Andrea Beal, co-owner of Opotiki Pharmacy, said they went into a panic after finding out about the power cut from a customer at 3.30pm yesterday.

"We didn't find out till 3.30pm yesterday and that was through word of mouth from a customer ... so we were in a bit of a panic mode as to how we were going to manage today.


"Luckily we've got a generator so that made all the difference."

That meant they had limited power but enough for customers to use eftpos and their computer system.

"We're really disappointed though that we didn't get informed. No one told us that this was going to happen it was just by word of mouth.

"We know it was emergency work and it needed to be done but we just wish that, just even the general public, needed to know and be prepared and essential services like ourselves."

Our crews sent through some thermal images of the failing equipment that caused today's outage (9am - 5pm) in the...

Posted by Transpower NZ on Tuesday, 30 January 2018

Beal said it would have been better to have someone visit business owners to inform them of what's going on.

"We've had lots of customers coming into today that had no idea that the power was going to be off."

Steve Hodge, of the Opotiki General Store, said he didn't find out until 5pm yesterday.

He was disappointed that he wouldn't be getting any power credit.


"People can't afford to have their businesses going."

Opotiki Primary School stayed open for the day.

Principal Tony Howell said staff were taking their teaching methods back to basics, using whiteboards and writing things down.

"It hasn't been that inconvenient. Teachers have had to use whiteboards and all practical sorts of things and no photocopying and no computers but no, it's going great.

"Kids are happy. Some are hungry because they can't buy a pie. But bread and butter won't hurt them and dry Weet-Bix."

Andrea and Volker Grindel, of Kafe Friends, said they're probably the only coffee shop open in the town today.

"It's a very busy day today, it started early and it's still going… all the other cafés are closed for power reasons," Volker said.

"We are lucky that we have a generator as there would be no power at all," Andrea Grindel said.

Mayor John Forbes said he gone for a walk around town and locals seemed to be handling the situation well.

"I've had a bit of a wander around town this morning and nobody seemed too put out.

"A lot of our businesses have generators and things like that ... our supermarket and our Mitre 10 and quite a number of business are all running.

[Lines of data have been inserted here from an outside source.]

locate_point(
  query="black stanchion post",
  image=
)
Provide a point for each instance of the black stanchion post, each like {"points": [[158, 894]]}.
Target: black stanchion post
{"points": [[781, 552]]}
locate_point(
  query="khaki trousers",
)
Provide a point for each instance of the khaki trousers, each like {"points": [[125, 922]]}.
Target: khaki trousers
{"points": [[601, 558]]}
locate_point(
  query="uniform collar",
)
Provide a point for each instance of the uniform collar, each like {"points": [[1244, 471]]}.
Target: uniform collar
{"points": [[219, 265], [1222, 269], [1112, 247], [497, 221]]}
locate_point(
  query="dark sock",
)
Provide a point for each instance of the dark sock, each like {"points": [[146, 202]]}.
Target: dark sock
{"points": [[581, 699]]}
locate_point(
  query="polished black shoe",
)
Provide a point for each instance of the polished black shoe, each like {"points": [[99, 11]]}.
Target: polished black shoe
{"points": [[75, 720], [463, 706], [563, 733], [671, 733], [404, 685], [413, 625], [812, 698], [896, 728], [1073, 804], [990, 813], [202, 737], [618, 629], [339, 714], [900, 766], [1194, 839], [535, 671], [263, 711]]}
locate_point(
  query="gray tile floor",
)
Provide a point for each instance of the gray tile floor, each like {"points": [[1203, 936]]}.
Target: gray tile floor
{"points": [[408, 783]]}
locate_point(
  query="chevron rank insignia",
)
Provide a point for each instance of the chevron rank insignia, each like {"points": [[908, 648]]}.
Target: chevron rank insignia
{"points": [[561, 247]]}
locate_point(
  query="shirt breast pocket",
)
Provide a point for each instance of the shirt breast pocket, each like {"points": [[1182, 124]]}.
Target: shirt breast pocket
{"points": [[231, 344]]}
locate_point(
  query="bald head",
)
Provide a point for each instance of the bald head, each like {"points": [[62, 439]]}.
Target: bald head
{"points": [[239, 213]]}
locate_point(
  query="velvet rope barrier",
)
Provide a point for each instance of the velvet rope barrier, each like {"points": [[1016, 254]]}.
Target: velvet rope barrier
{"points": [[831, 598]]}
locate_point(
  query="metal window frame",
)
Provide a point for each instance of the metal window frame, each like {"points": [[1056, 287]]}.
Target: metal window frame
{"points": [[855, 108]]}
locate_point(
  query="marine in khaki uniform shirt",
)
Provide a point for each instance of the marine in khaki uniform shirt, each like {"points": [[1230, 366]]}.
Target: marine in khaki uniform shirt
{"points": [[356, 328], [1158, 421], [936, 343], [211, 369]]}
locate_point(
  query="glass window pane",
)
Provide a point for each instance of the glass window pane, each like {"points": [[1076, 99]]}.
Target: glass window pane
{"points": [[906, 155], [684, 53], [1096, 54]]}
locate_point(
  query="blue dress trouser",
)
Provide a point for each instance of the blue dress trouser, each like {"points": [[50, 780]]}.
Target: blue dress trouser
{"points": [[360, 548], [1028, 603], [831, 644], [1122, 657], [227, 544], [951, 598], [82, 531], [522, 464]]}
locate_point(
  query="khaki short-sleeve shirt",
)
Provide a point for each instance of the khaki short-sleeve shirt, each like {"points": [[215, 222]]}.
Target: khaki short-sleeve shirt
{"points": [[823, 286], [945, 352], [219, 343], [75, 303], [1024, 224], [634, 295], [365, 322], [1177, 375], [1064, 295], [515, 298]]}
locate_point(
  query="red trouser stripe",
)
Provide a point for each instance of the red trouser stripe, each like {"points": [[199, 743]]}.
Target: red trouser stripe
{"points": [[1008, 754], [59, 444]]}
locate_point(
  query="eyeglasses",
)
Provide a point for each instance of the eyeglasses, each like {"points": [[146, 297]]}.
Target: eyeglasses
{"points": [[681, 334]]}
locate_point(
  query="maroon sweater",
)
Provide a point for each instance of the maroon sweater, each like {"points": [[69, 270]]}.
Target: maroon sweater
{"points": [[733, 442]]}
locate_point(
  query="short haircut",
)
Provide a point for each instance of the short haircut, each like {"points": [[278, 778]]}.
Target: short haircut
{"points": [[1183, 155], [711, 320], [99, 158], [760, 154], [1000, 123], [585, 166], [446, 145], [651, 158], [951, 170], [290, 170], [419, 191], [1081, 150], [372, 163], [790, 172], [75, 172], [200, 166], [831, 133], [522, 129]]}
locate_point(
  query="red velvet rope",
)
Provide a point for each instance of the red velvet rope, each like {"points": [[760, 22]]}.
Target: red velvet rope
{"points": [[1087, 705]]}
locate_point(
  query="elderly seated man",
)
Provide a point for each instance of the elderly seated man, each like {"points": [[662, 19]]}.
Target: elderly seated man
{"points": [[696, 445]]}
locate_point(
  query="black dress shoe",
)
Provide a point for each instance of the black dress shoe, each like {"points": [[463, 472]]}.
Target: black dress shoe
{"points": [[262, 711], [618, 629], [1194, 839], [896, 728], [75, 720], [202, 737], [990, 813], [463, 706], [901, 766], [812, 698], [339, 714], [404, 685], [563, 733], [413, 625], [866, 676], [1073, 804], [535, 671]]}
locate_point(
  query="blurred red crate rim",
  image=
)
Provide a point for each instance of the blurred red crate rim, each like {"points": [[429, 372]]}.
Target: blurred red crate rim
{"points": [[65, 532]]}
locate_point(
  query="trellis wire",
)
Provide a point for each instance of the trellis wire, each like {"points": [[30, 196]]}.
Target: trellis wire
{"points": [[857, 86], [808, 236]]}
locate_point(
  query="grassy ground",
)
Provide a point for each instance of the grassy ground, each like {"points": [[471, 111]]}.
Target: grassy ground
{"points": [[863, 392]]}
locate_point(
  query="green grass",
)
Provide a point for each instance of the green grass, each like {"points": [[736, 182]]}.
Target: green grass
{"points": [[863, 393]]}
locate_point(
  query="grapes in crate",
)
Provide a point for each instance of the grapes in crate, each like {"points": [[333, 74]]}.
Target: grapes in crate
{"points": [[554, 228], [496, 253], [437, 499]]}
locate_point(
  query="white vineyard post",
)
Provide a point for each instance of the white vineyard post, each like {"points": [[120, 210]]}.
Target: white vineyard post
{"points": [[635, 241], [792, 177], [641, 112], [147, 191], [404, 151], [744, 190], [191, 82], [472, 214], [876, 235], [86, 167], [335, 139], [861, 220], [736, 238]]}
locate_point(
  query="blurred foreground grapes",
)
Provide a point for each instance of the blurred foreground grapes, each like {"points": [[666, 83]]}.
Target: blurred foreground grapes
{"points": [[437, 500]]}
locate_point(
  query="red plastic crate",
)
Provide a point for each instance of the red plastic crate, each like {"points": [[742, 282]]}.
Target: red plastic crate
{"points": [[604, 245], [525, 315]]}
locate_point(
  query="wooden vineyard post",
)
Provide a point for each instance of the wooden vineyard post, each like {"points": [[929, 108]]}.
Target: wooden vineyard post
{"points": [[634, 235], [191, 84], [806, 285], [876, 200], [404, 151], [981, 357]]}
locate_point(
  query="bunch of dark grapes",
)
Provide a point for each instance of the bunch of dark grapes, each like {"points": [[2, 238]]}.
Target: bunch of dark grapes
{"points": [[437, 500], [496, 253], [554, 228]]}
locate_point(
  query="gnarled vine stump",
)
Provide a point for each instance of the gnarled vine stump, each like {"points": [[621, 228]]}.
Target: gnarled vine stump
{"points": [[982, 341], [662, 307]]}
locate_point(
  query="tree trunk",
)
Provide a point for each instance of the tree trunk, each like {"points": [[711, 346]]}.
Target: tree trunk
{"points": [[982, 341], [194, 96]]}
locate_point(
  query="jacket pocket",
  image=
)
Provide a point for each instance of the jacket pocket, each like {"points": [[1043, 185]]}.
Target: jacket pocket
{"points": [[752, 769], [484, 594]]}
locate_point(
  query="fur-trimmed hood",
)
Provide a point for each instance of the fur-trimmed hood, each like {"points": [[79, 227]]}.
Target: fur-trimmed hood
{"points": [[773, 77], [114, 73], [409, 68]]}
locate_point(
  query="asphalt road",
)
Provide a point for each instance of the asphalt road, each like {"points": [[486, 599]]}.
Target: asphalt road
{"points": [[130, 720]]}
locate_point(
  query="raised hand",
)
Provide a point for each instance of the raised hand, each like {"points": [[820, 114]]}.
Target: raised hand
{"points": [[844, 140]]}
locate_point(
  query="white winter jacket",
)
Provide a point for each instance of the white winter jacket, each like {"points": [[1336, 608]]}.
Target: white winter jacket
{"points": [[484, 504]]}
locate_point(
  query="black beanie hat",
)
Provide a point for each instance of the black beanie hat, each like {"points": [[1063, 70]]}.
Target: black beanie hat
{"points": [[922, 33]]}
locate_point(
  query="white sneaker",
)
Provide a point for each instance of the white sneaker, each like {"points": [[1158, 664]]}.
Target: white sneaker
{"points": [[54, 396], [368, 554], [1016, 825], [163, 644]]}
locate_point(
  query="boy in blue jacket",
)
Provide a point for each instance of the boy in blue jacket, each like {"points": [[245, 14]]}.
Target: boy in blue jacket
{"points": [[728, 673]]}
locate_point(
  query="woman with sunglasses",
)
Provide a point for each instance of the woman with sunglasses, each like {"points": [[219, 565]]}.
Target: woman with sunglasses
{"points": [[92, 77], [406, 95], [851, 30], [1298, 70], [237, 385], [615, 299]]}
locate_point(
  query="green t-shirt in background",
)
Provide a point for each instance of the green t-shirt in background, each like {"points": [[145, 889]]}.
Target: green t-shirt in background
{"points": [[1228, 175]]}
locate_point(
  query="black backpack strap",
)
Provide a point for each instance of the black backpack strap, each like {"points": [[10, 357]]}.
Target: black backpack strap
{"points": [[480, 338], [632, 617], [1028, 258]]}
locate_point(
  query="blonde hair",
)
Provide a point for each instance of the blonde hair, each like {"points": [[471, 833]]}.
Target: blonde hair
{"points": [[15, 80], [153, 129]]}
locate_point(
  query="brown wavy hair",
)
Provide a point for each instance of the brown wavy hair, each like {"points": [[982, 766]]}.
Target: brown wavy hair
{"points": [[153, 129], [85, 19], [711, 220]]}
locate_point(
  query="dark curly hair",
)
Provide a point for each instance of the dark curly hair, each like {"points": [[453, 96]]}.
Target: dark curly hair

Some schools are having a day off and council is all up and functioning."

He admits the power cut did happen "a bit out of the blue".

"It was a really short notice thing, normally they give us like a month's notice and everybody gets tee'd up and they time it for the farmer's milking cows and our kiwifruit packing. This one just came out of the blue.

"They did tell me yesterday that if they left it and the fault occurred it could be days and days fixing it, whereas if they do it in a programmed shut it would be done in one day."

However, it had got him thinking whether the council offices or its lines company should have its own generator that lights up its main street during power cuts.

"These things sound simpler than they are though."